Девушка нахмурилась:
— Сама как-нибудь решу.
— Ты уже, вон, решила, когда в Цитадели ничего не сказала про соплю своего.
— Сам ты сопля супротив него. Вырастет, зубы-то тебе проредит, — не удержалась, огрызнулась.
— Чую, главный твой местник? — усмехнулся колдун. — Сперва с жениха бывшего стружку снимет, потом с меня.
— Надо будет, я сама с вас все сниму, — буркнула Лесана.
— Все? Ну можно и все, — осклабился колдун.
— Да тьфу на тебя! Откуда желчи-то и яда скопил столько, а? — вспылила девушка и в сердцах швырнула в собеседника дедовым тулупом.
Наузник увернулся.
— Желчи и яда во мне без избытка. Это просто ты у нас шибко нежная, — ответил он. — Всех жалеешь. Родителей, брата… Кровососку, вон, отпустила с выродком. Чудно, что Беляна до Цитадели довела. Я уж думал, снова мне голову проломить попытаешься.
— Кому кровососка, а кому сестра, — Лесана отвернулась и зажмурила глаза, чтобы не заплакать.

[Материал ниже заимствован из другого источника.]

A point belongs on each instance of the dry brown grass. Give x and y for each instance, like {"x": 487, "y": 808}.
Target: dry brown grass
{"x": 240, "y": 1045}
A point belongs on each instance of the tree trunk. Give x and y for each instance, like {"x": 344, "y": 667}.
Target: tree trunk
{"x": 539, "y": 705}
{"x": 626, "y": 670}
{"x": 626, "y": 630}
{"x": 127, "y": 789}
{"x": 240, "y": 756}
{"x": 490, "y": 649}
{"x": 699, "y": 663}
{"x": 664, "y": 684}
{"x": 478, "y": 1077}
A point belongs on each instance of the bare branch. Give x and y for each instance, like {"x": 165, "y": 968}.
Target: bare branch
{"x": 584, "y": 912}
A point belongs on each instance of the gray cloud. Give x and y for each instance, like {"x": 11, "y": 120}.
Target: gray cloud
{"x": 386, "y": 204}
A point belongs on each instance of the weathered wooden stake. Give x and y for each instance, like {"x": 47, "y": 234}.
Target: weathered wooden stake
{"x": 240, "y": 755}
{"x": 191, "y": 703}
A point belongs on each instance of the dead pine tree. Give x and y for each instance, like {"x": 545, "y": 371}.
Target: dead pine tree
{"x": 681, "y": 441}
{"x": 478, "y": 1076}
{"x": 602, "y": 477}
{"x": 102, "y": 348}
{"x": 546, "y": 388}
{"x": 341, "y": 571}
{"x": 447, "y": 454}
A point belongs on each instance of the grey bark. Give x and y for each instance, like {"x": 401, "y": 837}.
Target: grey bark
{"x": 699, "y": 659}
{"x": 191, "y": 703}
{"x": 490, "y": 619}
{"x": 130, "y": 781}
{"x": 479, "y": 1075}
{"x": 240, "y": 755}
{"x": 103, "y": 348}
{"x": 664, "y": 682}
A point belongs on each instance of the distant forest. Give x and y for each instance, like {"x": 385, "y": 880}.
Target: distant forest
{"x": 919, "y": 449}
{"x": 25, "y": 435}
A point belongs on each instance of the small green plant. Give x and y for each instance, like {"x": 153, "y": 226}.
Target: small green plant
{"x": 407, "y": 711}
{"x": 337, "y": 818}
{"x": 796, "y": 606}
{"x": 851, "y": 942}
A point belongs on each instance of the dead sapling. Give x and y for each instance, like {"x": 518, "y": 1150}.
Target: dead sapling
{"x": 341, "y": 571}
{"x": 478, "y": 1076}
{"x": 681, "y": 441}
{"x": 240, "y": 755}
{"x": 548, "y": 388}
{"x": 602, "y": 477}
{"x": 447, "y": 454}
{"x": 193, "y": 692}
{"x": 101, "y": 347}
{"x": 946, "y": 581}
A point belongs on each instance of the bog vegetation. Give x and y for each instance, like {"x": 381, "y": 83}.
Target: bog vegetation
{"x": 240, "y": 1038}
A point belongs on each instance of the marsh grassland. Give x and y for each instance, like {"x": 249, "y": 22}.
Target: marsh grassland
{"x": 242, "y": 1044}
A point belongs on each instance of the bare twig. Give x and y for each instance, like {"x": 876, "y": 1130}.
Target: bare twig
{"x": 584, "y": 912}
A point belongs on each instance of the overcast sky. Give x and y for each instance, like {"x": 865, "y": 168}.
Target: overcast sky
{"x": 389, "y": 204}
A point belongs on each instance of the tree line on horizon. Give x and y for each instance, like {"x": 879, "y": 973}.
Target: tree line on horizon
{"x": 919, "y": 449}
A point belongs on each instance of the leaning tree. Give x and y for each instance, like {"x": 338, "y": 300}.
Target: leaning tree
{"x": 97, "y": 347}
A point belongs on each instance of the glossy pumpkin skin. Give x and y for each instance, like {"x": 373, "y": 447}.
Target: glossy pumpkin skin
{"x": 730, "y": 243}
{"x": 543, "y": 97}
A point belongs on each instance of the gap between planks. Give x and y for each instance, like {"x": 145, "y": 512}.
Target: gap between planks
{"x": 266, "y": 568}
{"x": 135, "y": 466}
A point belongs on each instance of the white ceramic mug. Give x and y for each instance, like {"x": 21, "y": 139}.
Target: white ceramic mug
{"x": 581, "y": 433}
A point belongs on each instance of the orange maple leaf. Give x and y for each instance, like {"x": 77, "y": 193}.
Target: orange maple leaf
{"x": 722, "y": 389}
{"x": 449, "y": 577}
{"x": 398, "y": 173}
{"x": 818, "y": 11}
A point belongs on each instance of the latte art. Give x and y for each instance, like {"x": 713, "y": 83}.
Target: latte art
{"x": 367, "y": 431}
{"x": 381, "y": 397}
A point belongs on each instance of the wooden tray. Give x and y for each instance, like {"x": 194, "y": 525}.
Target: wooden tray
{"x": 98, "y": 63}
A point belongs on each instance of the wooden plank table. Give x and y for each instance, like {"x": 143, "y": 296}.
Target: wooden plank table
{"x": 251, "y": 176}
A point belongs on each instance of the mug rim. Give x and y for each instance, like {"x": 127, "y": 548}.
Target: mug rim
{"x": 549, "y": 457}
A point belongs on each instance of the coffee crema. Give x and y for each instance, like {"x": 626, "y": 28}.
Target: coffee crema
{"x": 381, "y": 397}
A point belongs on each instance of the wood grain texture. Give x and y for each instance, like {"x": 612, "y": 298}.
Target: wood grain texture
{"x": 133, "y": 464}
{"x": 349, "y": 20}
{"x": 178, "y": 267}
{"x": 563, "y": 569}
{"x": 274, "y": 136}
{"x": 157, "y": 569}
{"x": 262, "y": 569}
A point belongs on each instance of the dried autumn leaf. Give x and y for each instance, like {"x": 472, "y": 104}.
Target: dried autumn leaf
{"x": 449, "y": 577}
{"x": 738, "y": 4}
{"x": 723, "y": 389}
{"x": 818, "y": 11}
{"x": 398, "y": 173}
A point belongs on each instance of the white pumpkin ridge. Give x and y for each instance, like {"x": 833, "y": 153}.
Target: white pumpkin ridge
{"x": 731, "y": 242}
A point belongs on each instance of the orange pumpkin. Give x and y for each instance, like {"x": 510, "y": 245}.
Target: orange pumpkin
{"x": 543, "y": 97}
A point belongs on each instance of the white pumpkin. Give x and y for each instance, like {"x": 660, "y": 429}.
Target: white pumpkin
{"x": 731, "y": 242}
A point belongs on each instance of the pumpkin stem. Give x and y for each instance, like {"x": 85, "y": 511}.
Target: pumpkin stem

Слова Тамира жгли, как крапива. Прав он был. Да только и она иначе поступить не могла. Родная кровь — не водица. Никуда ты супротив не попрешь. Вон, и Белян говорил, как руда близких им головы туманит.
— Сестра? — колдун подался вперед.
— Старшая. Зорянка. Мне, когда она пропала, как нынче Руське было. Мать тогда брата носила, да слегла в горячке. Думали, скинет. Я за старшую стала. Отец словно неживой ходил. На мне и дом, и скотина, и молодшие.
Тамир слушал внимательно. А Лесана продолжала говорить.
— Когда Зорянку в каземате увидала, ничего поделать не смогла. У ней лицо материнское — только моложе, да волосы без седины. Что мне делать было? Тут дите, тут она, тут ты. И ведь… говорила… как Белян. Разумно, складно… ты вспомни!
— Помню. Я и не такое видал. Нам притаскивали разных. Бывало, чего спросишь, отвечают. И складно говорят вроде. А потом все одно — башкой потрясут и несут чушь всякую, на глазах чумеют и вот уж кидаются и ни ума, ни памяти. Зверина, она зверина и есть. Я все ждал, что Белян вот-вот взбесится, ну пол-оборота, ну, оборот, а потом-то должен. Ан, нет.
— Она, как Белян была. У нее взор был ясный. Вот ты скажи мне, — девушка подалась к собеседнику и ухватила его за плечо. — Скажи, будет зверина дикая от крови человеческой отказываться? А она, когда я руку резала, даже не потянулась.
— Боялась просто! — Тамир не желал уступать.
— Боялась? Многих ты видел, кто, кровь учуяв, боялись? А?
Колдун в ответ промолчал. Ответить было нечего.
— Чего ж не сказала мне? — угрюмо спросил он.
— А было время говорить? — горько усмехнулась Лесана. — А потом я сколько раз пыталась. Да к тебе ведь не подступишься…
Обережница отвернулась.
— Не тебя в спину ударили. Не тебе и судить, — сказал Тамир и начал устраиваться на ночлег.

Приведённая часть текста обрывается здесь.